Atick et al. proposed three decades ago that human frequency sensitivity may derive from the augmentation necessary for more effective retinal picture interpretation. For a study, researchers reconsidered the role of low-level vision tasks in explaining contrast sensitivity functions (CSFs) in light of the current trend of employing artificial neural networks for vision research and the current understanding of retinal image representations.
As a first contribution, they demonstrated that autoencoders, a popular type of convolutional neural network (CNN), can develop human-like CSFs in the spatiotemporal and chromatic dimensions when trained to perform some basic low-level vision tasks (such as retinal noise and optical blur removal), but not others (such as chromatic adaptation or pure reconstruction after simple bottlenecks).

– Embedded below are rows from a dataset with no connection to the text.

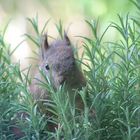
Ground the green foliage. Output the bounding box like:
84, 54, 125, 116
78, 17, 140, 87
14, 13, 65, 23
0, 2, 140, 140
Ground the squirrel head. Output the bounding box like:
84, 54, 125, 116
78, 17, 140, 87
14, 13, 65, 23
41, 33, 76, 88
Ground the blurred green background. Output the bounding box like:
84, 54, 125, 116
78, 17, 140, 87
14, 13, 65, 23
0, 0, 136, 65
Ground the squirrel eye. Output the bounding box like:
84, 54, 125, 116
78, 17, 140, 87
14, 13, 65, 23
45, 64, 50, 70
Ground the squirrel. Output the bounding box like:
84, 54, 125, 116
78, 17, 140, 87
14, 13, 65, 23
30, 32, 86, 104
12, 32, 86, 138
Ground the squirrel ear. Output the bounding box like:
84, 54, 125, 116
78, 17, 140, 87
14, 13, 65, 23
41, 34, 49, 59
64, 31, 71, 46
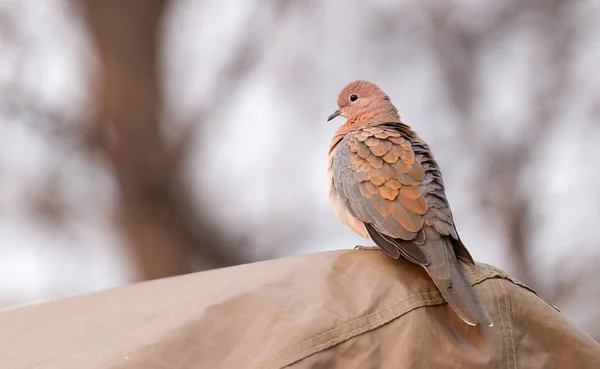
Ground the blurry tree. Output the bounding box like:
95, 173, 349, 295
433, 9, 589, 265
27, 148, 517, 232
422, 0, 600, 328
0, 0, 600, 339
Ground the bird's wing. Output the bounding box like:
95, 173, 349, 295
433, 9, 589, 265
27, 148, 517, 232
332, 127, 429, 265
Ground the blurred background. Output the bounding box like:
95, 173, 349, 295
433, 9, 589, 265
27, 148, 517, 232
0, 0, 600, 340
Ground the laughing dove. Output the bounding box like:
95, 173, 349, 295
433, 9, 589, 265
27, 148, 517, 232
327, 81, 492, 326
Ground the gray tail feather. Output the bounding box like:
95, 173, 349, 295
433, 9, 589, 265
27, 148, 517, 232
429, 236, 494, 327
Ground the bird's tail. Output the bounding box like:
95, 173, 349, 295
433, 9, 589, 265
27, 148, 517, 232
425, 227, 493, 327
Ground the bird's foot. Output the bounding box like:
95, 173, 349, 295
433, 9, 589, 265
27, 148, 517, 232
354, 245, 379, 251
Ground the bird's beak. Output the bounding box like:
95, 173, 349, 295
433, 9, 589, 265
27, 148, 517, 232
327, 109, 342, 122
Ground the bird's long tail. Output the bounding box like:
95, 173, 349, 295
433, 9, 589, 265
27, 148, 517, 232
424, 229, 493, 327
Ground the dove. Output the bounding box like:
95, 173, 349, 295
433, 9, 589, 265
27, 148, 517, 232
327, 80, 493, 326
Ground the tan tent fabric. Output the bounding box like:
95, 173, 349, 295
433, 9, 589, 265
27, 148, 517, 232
0, 250, 600, 369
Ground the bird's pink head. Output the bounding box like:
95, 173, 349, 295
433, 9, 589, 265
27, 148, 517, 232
327, 81, 400, 127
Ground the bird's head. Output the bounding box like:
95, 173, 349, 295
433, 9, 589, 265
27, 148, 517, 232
327, 81, 400, 126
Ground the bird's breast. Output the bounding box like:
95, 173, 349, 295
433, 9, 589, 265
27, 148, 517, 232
327, 145, 370, 238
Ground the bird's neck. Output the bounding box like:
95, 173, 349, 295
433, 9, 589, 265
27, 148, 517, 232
329, 113, 417, 153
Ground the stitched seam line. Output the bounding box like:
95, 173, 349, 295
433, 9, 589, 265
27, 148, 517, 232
260, 291, 445, 368
498, 281, 517, 369
282, 298, 445, 365
490, 281, 508, 367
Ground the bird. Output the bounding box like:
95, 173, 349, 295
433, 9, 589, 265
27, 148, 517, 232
327, 80, 493, 326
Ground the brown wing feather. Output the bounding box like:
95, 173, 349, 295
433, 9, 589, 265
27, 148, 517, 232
332, 124, 492, 325
333, 127, 429, 265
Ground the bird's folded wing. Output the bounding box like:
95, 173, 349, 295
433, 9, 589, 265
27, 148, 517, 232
333, 127, 428, 264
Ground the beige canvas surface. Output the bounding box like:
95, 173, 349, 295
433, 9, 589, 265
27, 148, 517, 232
0, 250, 600, 369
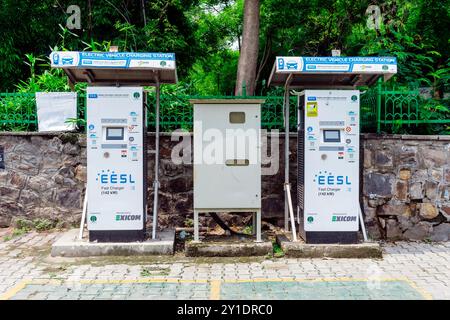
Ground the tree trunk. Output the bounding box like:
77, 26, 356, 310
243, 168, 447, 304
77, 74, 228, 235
234, 0, 259, 96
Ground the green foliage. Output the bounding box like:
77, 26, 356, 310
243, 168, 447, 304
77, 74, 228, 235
273, 242, 284, 258
0, 0, 450, 133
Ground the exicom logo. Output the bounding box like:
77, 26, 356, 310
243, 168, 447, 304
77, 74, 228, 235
95, 169, 136, 184
116, 214, 141, 221
313, 171, 352, 186
331, 216, 356, 222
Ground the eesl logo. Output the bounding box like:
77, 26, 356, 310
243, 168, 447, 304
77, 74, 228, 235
313, 171, 352, 186
331, 216, 356, 222
95, 170, 136, 184
116, 214, 141, 221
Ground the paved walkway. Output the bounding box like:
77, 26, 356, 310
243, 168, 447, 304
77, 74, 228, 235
0, 232, 450, 300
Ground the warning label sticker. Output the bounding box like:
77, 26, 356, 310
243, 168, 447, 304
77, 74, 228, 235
306, 101, 318, 117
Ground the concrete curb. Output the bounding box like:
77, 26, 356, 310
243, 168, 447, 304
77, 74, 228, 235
51, 229, 175, 257
276, 234, 383, 259
186, 241, 273, 257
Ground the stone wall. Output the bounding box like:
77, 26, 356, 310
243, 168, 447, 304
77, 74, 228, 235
363, 135, 450, 241
0, 133, 86, 227
0, 133, 450, 240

As an illustration, the best CNN (in the collection of basic architectures examined for retinal signal augmentation) reproduced the CSFs with a root mean square error of 11% of the maximal sensitivity. As a second contribution, they presented experimental evidence that deeper CNN’s better at quantitative goals for specific functional objectives (at low abstraction levels) and are poorer at mimicking human-like occurrences (such as the CSFs). However, the low-level conclusion (for the investigated networks) did not necessarily contradict earlier publications indicating deeper nets’ benefits in simulating higher-level vision goals. However, the findings, consistent with a growing body of research, raised another caution concerning CNNs in vision science since the use of simplified units or unrealistic designs in goal optimization might be a constraint for modeling and understanding human vision.